Por Luis Enrique Orozco

Acaba de sancionarse la Ley de Ciencia y Tecnología y aunque el evento de Palacio ha despertado la euforia de muchos, incluidos algunos políticos y hombres y mujeres de ciencia en el país, es necesario tomar conciencia de la dura realidad para que en el futuro cercano una nueva frustración no nos acompañe.
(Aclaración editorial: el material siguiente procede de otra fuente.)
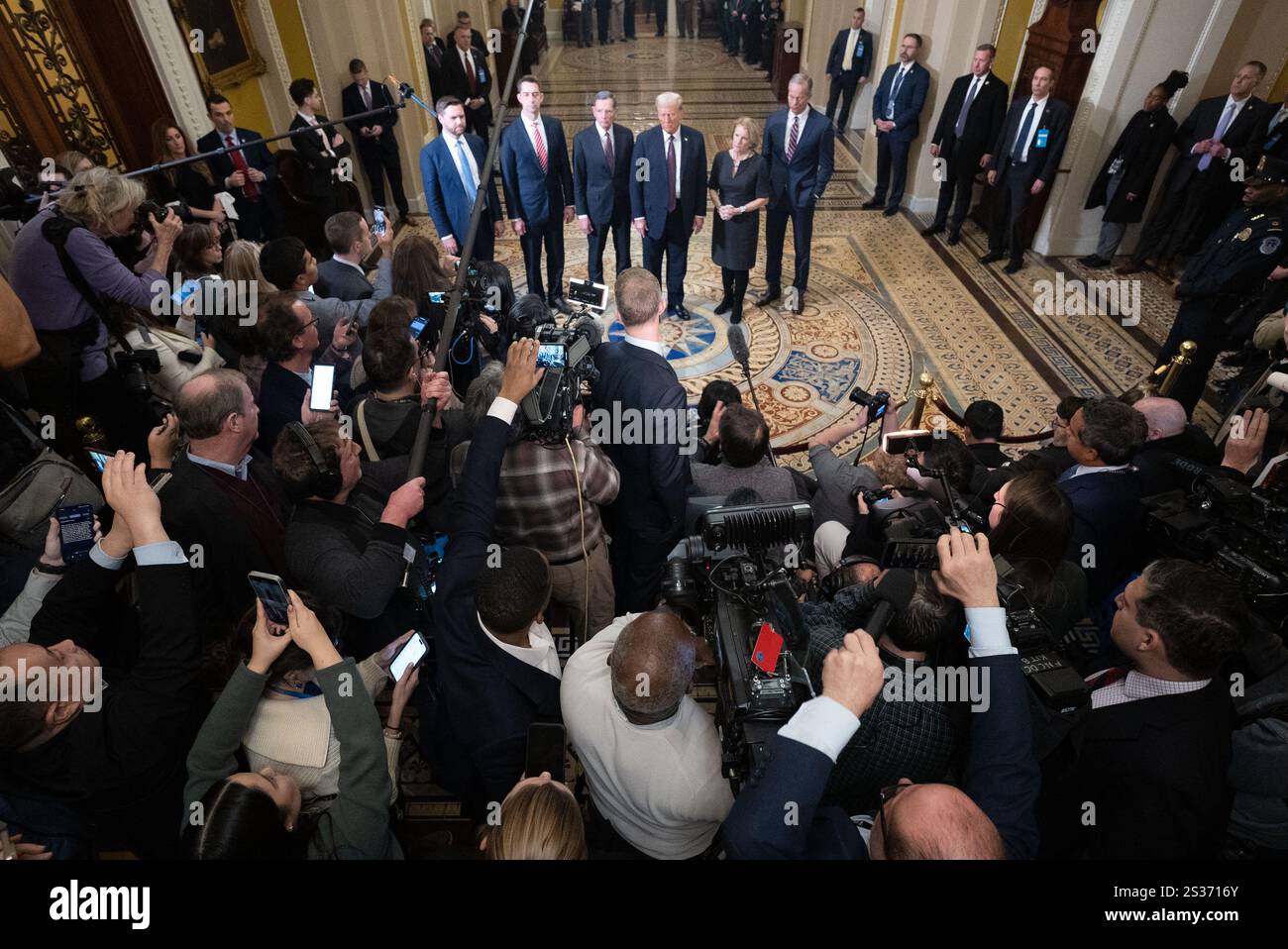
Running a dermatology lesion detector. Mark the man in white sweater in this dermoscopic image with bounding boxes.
[559,610,733,860]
La ideología que se ventiló en los discursos, incluido el del Presidente Uribe, indica que por fin tendremos un instrumento para que la ciencia, la tecnología y la innovación se conviertan de verdad en palanca del desarrollo. Su objetivo central, se dijo, es convertir a COLCIENCIAS en Departamento Administrativo, encargado de la dirección del Sistema Nacional de Ciencia, Tecnología e Innovación, de hacer y promover las actividades propias de estos campos y buscar recursos para todo ello. Esto, como lo indica la Ley, ofrece la posibilidad de que la comunidad científica sea invitada a los CONPES y pueda ubicarse muy cerca al Ministerio de Hacienda y otros Ministerios que formarían parte de su Consejo de Dirección.

 

Pero después del festejo de Presidencia es necesario volver a la realidad y recordar algunas cifras. Desde el gobierno de Virgilio Barco ya el Fondo de COLCIENCIAS se encontraba muy cerca del DNP y esta cercanía no fue suficiente para asegurar su financiamiento. Aún hoy, obsérvese que la ley no tiene dientes desde el punto de vista presupuestal. Por lo menos en los últimos siete años la inversión del gobierno con relación al PIB en materia de Ciencia y Tecnología, ni el presupuesto de la entidad expresan una convicción y voluntad política del gobierno para actuar en conformidad con su obligación de apoyar el desarrollo de este sector.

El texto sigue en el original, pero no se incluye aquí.